An individual act of evil does not harm the victim. Only one person is harmed by it – and he can stop being harmed as soon as he decides to.
Meditation – Book 9
To do harm is to do yourself harm.
Objective judgment now, at this very moment. Unselfish action, now, at this very moment. Willing acceptance – now, at this very moment – of all external events. That’s all you need.
Leave other people’s mistakes where they lie.
Meditation – Book 10
Everything that happens is either endurable or not. If it’s endurable, then endure it. Stop complaing. If it’s unendurable… then stop complaining. Your destruction will mean its end as well. Just remember: you can undure anything your mind can make endurable, by treating it as in your interest to do so. In your interest, or in your nature.

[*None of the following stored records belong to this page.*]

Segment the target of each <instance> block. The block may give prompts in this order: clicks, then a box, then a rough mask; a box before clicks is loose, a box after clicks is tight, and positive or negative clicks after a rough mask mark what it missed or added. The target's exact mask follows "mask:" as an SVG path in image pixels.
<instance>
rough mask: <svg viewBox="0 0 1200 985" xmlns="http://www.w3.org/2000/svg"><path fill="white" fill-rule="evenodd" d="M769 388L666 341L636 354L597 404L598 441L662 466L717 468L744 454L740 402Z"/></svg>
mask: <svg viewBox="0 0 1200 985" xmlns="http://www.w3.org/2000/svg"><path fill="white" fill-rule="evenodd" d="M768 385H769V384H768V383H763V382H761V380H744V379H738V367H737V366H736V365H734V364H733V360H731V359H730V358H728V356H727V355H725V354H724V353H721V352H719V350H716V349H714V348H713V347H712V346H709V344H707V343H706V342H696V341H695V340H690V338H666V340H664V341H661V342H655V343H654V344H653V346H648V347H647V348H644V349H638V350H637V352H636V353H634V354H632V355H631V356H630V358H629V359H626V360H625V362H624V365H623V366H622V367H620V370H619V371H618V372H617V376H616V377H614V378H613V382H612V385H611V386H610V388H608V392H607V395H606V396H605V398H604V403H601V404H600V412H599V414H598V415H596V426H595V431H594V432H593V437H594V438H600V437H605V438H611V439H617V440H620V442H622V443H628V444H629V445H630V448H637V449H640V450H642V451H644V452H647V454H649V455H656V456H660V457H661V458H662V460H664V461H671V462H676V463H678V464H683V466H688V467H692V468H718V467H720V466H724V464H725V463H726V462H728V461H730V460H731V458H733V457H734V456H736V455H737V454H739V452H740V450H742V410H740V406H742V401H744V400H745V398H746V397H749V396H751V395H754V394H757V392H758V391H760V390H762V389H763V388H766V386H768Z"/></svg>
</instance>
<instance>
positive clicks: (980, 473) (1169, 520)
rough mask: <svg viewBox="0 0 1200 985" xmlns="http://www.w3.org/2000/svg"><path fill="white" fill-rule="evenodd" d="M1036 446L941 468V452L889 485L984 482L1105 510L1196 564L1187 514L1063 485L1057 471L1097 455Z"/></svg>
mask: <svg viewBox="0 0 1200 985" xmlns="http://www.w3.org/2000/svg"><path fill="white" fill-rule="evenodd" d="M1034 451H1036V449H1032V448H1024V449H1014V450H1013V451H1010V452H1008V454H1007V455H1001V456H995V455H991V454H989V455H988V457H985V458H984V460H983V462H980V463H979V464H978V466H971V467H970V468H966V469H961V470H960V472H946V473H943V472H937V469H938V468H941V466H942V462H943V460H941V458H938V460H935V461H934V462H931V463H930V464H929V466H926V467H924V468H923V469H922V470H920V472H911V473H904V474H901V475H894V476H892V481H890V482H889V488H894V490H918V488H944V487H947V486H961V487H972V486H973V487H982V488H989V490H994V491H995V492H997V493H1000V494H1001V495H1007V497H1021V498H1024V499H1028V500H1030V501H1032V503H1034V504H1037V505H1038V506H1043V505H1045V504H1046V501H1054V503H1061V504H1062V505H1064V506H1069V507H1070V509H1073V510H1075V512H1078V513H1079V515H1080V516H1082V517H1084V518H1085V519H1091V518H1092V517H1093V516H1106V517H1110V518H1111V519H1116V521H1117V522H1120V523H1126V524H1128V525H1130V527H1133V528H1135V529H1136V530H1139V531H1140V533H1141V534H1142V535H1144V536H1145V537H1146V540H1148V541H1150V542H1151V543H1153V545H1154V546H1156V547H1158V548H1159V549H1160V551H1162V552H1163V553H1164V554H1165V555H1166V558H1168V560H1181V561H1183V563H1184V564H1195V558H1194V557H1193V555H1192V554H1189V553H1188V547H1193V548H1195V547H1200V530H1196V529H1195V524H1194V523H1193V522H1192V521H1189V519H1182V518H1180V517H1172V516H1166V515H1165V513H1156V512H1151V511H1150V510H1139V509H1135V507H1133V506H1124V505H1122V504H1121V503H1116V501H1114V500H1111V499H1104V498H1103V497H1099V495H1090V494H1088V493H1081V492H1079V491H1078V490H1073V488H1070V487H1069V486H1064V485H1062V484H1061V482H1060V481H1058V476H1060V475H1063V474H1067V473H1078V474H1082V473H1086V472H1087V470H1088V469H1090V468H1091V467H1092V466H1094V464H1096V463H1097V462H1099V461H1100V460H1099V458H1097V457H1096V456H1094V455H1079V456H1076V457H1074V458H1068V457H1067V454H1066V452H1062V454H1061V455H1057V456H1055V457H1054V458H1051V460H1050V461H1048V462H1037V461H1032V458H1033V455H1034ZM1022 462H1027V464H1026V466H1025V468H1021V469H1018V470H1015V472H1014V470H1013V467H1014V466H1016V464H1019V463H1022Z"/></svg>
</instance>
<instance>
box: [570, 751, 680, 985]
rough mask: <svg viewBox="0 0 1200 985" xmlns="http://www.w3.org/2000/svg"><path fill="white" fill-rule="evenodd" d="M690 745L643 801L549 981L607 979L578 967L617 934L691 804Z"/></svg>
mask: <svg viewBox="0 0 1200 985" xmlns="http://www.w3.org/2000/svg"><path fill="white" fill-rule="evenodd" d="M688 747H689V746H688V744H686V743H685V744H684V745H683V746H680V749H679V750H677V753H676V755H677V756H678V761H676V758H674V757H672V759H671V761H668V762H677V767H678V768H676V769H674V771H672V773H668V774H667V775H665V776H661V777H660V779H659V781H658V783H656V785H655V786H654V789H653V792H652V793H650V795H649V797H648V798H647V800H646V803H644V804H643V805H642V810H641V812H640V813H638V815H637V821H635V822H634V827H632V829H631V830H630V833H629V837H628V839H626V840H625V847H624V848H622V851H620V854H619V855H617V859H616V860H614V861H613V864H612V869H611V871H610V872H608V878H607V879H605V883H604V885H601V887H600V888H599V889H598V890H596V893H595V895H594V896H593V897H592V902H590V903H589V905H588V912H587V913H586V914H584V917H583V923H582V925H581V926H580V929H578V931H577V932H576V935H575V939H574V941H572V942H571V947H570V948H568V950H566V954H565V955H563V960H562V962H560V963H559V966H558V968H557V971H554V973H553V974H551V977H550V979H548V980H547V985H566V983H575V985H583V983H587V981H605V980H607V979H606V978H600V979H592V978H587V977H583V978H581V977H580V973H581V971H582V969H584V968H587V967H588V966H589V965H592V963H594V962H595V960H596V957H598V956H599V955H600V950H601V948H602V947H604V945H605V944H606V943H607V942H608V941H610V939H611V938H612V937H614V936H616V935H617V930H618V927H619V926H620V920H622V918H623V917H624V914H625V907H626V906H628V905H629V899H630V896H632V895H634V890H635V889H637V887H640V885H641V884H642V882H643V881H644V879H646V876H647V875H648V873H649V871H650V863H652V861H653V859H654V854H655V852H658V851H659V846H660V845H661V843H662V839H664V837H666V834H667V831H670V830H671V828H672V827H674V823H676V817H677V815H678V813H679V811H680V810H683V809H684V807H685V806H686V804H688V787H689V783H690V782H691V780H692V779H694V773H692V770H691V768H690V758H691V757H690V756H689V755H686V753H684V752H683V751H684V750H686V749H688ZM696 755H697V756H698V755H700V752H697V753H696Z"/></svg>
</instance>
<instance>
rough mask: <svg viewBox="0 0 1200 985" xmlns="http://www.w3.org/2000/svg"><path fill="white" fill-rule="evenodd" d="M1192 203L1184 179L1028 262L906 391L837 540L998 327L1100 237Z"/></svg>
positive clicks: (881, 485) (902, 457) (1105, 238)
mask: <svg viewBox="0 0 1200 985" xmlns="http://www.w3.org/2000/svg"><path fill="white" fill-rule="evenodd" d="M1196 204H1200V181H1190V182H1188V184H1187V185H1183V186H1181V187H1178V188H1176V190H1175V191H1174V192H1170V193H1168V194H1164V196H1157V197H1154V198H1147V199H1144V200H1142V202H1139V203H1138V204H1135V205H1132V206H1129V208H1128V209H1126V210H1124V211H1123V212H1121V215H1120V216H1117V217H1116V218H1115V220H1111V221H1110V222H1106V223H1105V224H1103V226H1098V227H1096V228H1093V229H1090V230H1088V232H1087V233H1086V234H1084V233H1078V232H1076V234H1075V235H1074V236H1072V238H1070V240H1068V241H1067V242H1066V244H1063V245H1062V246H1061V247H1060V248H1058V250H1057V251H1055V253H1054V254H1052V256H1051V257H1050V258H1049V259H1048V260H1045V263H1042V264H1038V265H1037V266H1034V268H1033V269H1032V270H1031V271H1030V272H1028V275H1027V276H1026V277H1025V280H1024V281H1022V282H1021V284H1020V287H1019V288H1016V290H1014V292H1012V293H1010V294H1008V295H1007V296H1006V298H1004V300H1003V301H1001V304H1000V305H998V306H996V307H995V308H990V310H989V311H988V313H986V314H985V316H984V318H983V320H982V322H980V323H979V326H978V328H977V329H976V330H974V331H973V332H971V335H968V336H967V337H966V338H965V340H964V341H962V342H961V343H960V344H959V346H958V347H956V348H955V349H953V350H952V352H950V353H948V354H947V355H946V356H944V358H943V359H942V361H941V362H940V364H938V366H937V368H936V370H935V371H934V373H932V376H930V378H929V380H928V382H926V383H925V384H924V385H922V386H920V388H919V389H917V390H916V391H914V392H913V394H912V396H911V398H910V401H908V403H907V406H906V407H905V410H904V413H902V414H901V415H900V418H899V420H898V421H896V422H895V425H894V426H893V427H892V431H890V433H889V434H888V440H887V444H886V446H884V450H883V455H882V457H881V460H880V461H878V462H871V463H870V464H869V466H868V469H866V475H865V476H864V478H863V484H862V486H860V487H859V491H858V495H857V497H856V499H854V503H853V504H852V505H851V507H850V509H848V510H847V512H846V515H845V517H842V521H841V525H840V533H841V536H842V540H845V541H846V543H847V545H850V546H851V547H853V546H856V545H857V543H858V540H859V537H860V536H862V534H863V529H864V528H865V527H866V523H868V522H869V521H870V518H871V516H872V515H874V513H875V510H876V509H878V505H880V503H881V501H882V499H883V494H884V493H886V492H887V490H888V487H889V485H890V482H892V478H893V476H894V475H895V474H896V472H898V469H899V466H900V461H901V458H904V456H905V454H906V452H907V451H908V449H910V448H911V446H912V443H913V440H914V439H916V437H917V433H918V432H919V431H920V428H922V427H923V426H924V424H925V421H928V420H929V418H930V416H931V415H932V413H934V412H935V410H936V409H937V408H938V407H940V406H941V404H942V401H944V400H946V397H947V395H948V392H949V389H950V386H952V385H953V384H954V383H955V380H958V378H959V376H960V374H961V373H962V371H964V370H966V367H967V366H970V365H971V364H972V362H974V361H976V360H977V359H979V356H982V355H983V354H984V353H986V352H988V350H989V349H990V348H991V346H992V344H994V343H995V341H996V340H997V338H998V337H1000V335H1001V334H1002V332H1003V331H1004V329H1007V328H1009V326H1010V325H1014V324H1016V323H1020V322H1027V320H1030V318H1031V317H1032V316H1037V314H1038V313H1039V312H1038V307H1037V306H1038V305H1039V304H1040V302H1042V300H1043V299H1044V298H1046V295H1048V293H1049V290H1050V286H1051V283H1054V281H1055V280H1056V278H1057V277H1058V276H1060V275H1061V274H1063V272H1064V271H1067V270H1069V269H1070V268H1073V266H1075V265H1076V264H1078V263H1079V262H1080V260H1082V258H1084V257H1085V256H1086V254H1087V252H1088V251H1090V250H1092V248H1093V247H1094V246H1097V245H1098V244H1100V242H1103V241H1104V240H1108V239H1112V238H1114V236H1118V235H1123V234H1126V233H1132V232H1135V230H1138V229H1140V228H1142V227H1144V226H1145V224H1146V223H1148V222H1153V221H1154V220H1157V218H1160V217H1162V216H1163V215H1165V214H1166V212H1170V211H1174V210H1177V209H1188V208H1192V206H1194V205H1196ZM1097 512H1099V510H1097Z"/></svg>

If they’ve made a mistake, correct them gently and show them where they went wrong. If you can’t do that, then the blame lies with you. Or no one.
Whatever happens to you has been waiting to happen since the beginning of time.
Does it make any difference to you if other people blame you for doing things right ? It makes no difference.
When faced with people’s bad behavior, turn around and ask when you have acted like that. When you saw money as a good, or pleasure, or social position. Your anger will suside as soon as you recognize that they acted under compulsion (what else could they do) ? Or remove the compulsion, if you can.
Meditation – Book 11
You have to know an awful lot before you can judge other people’s actions with real understanding.
When you start to lose your temper, remember: There’s nothing manly about rage. It’s courtesy and kindness that define a human being – and a man.
If you don’t have a consistent goal in life, you can’t live it in a consistent way.
“No thefts of free will reported.”
Meditation – Book 12
“It never ceases to amaze me: we all love ourselves more than other people, but care more about their opinion than our own.
To be angry at something means you’ve forgotten: That everything that happens is natural. That the responsibility is theirs, not yours.